Emmanuel Dunand / AFP - Getty Images

Republican Presidential candidate Mitt Romney talks to supporters calling for donations during a storm relief campaign event to help people who suffered from hurricane Sandy, in Kettering, Ohio, on Oct. 30, 2012.


KETTERING, OH — Republican presidential nominee Mitt Romney collected donated supplies for hurricane victims on the East Coast on Tuesday, while urging supporters to give money to the Red Cross at a hastily arranged "relief event" in Ohio.

"Thank you for your help and your generosity," Romney told supporters, as he stood on a table surrounded by donated goods, at the location of a planned campaign rally this morning. "If you have a little extra, if you have more canned goods, bring them along to our victory centers that are open.  But also if you can write a check to American Red Cross that's welcome as well.  We're looking for all the help we can get for all the families in need."

Romney had been scheduled to hold a full-fledged campaign rally in this same building until late yesterday, when the campaign said it was scrapping Romney's political calendar as Hurricane Sandy approached the East Coast.

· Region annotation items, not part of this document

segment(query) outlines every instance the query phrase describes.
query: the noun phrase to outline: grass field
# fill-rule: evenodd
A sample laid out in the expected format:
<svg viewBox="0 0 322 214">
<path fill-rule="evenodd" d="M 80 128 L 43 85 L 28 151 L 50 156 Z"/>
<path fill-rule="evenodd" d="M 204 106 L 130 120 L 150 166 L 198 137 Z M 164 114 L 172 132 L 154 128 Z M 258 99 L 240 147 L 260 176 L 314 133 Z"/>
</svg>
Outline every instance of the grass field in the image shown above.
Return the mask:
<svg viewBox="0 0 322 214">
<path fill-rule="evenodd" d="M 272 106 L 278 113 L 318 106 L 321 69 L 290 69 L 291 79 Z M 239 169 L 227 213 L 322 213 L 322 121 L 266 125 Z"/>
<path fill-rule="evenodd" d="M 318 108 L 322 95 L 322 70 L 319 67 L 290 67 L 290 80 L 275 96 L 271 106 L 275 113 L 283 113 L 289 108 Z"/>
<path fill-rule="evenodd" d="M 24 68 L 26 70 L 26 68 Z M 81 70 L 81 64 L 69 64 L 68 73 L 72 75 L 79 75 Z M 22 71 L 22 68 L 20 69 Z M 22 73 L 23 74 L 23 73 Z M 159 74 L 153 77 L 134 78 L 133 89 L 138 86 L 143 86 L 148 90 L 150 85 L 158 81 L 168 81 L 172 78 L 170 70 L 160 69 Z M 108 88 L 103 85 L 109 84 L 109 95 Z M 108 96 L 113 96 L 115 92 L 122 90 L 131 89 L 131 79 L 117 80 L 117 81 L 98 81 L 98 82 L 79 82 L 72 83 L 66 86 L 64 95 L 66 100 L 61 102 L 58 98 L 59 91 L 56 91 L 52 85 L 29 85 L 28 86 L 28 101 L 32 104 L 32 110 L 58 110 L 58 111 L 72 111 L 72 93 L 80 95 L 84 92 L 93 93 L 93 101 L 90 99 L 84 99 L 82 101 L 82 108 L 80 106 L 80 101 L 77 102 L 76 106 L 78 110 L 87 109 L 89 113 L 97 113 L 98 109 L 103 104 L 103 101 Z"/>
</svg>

Monday night, the campaign announced this morning's event was back on, but the focus would be storm relief — with Romney making no formal remarks, and no political agenda attached.

Attendees were asked by the campaign to bring donations of non-perishable goods, which are to be trucked to a Red Cross office in Sewell, NJ — or to give to the red cross directly.

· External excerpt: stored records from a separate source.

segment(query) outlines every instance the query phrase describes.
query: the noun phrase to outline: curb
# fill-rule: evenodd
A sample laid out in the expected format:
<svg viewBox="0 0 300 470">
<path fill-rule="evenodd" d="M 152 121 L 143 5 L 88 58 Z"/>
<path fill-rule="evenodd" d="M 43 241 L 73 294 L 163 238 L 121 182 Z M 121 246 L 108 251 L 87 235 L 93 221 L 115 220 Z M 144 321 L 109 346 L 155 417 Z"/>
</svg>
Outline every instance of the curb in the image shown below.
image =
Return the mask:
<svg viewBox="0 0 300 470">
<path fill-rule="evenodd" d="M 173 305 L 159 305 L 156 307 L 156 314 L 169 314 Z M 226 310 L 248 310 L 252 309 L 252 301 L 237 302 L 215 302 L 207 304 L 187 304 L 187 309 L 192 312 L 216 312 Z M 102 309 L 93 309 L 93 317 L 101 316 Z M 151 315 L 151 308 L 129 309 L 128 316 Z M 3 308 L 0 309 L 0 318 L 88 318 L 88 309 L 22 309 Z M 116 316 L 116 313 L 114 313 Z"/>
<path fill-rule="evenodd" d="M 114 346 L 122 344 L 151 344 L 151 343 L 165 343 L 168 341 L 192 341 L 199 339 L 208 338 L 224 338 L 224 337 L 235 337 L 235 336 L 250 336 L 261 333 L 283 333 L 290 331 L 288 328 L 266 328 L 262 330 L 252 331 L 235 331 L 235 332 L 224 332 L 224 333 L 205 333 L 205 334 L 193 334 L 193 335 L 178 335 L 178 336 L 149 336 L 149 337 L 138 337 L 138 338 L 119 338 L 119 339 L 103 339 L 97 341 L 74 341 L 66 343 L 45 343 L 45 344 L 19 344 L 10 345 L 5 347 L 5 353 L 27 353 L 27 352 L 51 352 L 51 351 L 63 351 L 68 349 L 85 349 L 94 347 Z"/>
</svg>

Gov. Mitt Romney attended a storm relief event in Ohio, urging supporters to "make the difference in the life of one or two people" by donating goods to benefit the victims of Superstorm Sandy.

Romney's remarks were indeed without a political focus, with no direct mention of the election now just one week away, or of President Barack Obama or any specific campaign issue. After speaking and packing boxes, Romney and Ohio Sen. Rob Portman helped load the donated supplies into a truck for shipment, ignoring questions about whether he planned to tour storm damaged areas, and on his views of the future of FEMA.

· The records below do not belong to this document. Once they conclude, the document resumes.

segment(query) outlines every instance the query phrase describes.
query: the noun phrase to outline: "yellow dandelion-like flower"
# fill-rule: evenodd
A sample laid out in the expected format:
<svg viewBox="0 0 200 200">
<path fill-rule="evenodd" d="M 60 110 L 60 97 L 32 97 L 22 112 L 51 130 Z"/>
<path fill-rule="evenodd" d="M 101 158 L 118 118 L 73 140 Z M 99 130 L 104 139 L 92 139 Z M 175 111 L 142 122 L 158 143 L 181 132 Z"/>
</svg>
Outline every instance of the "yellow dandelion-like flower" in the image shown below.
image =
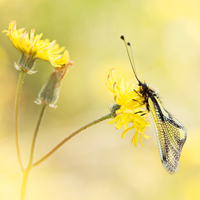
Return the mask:
<svg viewBox="0 0 200 200">
<path fill-rule="evenodd" d="M 34 68 L 36 59 L 50 61 L 55 67 L 60 67 L 69 61 L 68 52 L 64 51 L 64 47 L 59 48 L 56 41 L 50 42 L 48 39 L 41 40 L 42 33 L 35 35 L 35 30 L 32 29 L 30 36 L 24 28 L 17 29 L 16 21 L 11 21 L 8 30 L 3 32 L 10 38 L 13 45 L 22 53 L 15 67 L 23 69 L 25 72 L 31 73 Z"/>
<path fill-rule="evenodd" d="M 109 124 L 115 124 L 117 129 L 120 129 L 124 125 L 124 132 L 122 133 L 122 138 L 125 134 L 135 128 L 135 134 L 131 141 L 137 146 L 137 136 L 140 134 L 140 143 L 142 144 L 141 137 L 148 139 L 144 132 L 146 127 L 150 126 L 147 122 L 146 116 L 148 111 L 144 105 L 144 98 L 140 94 L 141 88 L 134 89 L 134 85 L 129 85 L 129 83 L 121 75 L 119 78 L 116 76 L 116 70 L 111 69 L 108 75 L 108 88 L 114 93 L 114 100 L 116 104 L 111 107 L 111 112 L 114 111 L 114 119 L 109 122 Z M 128 127 L 129 123 L 133 125 Z"/>
</svg>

Despite effort to the contrary, no political event can be entirely apolitical in late October of an election year, and some trappings of a rally remained here. Romney's long biographical video played once, well before Romney arrived at the venue, and outside the arena vendors sold buttons and hats to attendees as they left. 

Mandy Hess, an administrative assistant at a medical office in Kettering who attended the event with her teenage son, said she wasn't bothered by the hint of politics mixed in with the relief effort.

"It's letting you know who he is as a person and what his roots are, and that people and family are what's important to him so I think that ties into the relief effort," Hess said. 

The GOP nominee himself kept his focus on the storm victims, and tried to strike an uplifting tone, telling supporters that their effort, however small in the grand scheme of things, would matter.

"I know that one of the things I've learned in life is you make the difference you can," Romney said.  "And you can't always solve all the problems yourself, but you can make the difference in the life of one or two people as a result of one or two people making an effort." 

The campaign resumes in full force Wednesday, with Romney planning three rallies in Florida, while his vice presidential nominee Paul Ryan hits the trail in Wisconsin.